We didn’t use a condom because she’s on birth control.

Stupid, stupid, stupid.

Despite all this, the unhappy noises coming from Anabelle draw me to her. Crawling under the covers, I scoot up next to her, pulling her into my front side. “Shh, don’t cry.”

She nods feebly but doesn’t stop—can’t stop.

“Anabelle,” I ask cautiously, “how long have you known?”

“A few weeks.”

A few weeks? Jesus Christ! She’s been dealing with this information by herself for weeks?

Guilt settles in the pit of my stomach.

“How many is a few?”

“I don’t know, I was afraid to keep track,” she croaks out her confession, throat raw. “Four? Three? Five?”

Gathering my courage, I run my hand down her hip, gently nudging her to her back. Gently lift the hem of her shirt, folding it back so it’s out of my way.

Study her stomach.

Her skin is still satin smooth, but now it’s beginning to stretch taut. It couldn’t be more obvious that she’s pregnant.

“Can I feel it?”

“Yes.”

My palm touches just below her belly button as she watches breathlessly. I run my hand over the bump, back and forth, fingers skimming over the baby growing inside.

“Say something,” she whispers. “Please.”

“I don’t know what to say. I’m…”

Freaking out.

Stunned. Shocked. Dismayed.

Fascinated.

“Speechless.”

“I know. Me too.” She nods. “Do you hate me?”

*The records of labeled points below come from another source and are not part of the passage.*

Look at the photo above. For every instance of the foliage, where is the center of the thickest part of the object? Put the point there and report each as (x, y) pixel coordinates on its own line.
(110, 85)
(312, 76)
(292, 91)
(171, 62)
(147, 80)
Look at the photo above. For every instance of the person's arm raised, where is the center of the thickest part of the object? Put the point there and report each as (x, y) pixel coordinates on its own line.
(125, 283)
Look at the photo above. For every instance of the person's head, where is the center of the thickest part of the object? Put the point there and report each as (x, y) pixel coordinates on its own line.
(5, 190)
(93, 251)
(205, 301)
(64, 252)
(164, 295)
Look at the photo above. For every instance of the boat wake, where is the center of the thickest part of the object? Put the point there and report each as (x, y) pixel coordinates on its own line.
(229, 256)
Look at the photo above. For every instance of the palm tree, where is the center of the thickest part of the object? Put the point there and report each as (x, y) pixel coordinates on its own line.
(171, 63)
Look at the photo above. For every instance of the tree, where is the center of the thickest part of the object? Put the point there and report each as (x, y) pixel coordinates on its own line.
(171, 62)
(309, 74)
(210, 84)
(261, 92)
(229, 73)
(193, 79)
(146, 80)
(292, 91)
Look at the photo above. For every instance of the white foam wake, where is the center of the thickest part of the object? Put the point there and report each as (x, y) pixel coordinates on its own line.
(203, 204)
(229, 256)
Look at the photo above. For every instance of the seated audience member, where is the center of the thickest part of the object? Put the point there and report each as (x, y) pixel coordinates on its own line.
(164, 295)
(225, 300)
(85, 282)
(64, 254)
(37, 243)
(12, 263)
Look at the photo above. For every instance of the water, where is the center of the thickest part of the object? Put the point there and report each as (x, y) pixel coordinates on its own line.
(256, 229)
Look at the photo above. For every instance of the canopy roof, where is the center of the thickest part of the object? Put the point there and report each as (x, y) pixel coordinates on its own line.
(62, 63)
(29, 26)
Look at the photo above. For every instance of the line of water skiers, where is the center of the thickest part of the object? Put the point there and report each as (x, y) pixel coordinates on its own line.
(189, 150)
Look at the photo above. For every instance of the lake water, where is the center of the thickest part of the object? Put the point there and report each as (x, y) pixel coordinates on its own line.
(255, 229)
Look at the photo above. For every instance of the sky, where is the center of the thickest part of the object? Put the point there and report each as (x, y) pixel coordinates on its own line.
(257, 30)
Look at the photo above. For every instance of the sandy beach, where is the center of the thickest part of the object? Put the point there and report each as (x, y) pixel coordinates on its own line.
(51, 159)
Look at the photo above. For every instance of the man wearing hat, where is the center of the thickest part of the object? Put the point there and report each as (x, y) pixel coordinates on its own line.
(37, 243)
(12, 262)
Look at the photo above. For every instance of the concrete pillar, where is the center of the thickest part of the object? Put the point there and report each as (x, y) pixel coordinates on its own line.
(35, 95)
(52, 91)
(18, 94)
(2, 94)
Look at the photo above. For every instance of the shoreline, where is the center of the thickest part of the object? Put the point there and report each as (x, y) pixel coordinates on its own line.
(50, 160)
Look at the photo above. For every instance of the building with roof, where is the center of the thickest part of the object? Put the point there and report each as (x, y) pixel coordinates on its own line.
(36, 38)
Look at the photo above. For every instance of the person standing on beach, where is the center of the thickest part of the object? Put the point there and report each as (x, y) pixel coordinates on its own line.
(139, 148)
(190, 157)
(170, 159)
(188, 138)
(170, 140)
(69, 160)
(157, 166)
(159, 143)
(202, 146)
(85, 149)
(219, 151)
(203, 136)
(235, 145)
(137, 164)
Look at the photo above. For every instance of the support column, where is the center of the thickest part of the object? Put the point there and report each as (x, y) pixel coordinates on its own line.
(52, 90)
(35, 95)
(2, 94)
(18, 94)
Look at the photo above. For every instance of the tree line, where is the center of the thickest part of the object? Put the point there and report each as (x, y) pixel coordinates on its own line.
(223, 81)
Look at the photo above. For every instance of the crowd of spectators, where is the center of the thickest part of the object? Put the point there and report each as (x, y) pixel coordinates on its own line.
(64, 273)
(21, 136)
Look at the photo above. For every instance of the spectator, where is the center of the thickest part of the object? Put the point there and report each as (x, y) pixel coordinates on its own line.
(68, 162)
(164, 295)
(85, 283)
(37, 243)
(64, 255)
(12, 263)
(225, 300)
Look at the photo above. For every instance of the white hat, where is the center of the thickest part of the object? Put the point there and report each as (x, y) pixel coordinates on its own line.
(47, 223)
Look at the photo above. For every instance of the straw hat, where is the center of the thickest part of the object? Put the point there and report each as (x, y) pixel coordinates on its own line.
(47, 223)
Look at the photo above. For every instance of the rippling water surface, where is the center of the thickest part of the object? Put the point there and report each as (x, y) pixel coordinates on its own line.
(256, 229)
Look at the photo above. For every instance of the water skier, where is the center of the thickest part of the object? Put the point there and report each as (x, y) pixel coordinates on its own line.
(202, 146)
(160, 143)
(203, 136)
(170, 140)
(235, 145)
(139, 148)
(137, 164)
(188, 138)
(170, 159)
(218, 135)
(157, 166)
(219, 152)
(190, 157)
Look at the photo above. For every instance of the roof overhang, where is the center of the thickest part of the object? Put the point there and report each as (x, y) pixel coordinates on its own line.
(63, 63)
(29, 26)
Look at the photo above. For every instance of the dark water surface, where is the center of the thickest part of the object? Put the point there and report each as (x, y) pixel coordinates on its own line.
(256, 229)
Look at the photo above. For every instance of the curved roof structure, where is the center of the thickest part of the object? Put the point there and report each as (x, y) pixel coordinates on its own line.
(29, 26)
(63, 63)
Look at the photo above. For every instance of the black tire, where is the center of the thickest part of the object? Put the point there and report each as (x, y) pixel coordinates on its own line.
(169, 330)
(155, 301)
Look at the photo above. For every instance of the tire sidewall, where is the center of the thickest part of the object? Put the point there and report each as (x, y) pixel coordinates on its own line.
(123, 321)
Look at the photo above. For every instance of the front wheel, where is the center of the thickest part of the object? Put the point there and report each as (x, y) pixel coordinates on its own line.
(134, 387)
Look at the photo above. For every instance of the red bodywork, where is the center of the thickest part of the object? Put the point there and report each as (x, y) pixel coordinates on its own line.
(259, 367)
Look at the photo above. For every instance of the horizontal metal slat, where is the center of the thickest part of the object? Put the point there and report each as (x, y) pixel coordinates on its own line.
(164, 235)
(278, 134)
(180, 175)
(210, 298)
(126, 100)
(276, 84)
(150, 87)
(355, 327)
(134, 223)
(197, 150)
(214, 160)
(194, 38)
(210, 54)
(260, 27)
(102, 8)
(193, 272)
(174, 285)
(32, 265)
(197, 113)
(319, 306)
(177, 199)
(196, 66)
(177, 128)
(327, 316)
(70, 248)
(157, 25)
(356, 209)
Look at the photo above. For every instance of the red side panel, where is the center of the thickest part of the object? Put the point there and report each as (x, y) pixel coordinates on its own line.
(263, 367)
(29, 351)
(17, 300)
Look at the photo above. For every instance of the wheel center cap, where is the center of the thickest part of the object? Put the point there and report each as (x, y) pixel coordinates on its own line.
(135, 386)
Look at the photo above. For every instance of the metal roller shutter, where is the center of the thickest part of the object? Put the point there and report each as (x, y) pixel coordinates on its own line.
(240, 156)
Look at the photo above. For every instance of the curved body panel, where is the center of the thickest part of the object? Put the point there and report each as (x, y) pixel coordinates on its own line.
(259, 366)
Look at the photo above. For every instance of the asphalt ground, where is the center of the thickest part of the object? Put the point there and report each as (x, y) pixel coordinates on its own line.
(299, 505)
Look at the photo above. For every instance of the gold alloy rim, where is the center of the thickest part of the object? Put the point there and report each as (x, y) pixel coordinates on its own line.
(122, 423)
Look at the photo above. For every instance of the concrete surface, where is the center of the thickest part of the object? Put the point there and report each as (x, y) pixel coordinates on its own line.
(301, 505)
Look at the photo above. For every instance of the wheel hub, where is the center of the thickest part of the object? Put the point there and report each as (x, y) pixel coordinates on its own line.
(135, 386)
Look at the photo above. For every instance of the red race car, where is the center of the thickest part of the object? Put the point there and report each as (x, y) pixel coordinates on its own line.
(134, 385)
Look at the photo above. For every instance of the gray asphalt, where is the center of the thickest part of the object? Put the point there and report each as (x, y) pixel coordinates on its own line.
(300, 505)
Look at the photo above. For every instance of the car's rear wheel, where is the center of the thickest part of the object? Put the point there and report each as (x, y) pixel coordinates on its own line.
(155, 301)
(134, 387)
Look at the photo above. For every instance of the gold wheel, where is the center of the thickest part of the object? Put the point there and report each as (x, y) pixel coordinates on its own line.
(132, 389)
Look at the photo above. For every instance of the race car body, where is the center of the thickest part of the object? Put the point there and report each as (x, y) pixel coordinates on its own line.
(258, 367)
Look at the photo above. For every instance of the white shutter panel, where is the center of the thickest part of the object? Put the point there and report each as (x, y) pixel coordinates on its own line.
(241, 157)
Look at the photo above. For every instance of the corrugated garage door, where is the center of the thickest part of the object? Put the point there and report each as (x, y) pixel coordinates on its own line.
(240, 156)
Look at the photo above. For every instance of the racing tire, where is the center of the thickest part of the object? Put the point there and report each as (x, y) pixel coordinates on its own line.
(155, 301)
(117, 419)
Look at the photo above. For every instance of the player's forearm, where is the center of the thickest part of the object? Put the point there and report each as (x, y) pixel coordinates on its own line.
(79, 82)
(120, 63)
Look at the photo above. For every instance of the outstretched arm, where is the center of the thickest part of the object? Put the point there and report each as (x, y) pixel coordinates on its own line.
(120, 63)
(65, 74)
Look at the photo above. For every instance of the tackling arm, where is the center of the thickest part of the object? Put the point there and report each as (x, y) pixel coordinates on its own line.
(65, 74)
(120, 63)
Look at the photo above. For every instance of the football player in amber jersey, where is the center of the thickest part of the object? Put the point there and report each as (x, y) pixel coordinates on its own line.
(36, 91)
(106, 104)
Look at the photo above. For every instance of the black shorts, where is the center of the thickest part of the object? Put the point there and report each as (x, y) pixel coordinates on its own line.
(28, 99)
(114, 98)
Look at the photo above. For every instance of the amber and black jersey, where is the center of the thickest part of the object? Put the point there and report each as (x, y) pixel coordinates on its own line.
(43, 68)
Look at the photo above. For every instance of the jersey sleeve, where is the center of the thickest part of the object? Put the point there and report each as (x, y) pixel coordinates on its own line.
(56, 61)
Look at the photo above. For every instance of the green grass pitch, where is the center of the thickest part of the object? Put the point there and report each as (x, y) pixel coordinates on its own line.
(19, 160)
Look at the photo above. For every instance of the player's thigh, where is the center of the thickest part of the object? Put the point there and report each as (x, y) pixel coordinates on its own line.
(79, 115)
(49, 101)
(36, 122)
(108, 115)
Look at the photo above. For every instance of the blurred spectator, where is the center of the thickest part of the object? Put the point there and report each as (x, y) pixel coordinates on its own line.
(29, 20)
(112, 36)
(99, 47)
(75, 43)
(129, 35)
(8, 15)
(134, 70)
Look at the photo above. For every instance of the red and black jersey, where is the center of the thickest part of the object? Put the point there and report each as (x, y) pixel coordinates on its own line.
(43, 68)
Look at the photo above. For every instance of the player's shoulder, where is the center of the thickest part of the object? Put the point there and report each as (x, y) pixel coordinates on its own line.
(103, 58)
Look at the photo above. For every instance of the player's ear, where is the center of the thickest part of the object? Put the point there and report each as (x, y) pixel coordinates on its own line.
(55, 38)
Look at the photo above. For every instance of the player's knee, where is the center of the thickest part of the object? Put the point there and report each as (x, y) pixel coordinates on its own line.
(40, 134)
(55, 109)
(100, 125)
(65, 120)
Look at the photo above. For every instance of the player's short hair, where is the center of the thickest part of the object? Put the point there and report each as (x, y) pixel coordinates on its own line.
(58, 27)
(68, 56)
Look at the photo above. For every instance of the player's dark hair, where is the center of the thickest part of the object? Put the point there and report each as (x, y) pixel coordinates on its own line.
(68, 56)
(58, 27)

“No.” I’m not sure how to bring this up. “But I thought you were on birth control.”

“I am. I was.” She’s on the verge of tears again. “It obviously wasn’t effective.”

Obviously.

“What the fuck are we going to do?” I feel like such a dumbass asking, but Jesus, I’m twenty-one years old—what the hell do I know about raising a kid? My mom still makes my doctor’s appointments. I’m still on my parents’ fucking health insurance, for God’s sake.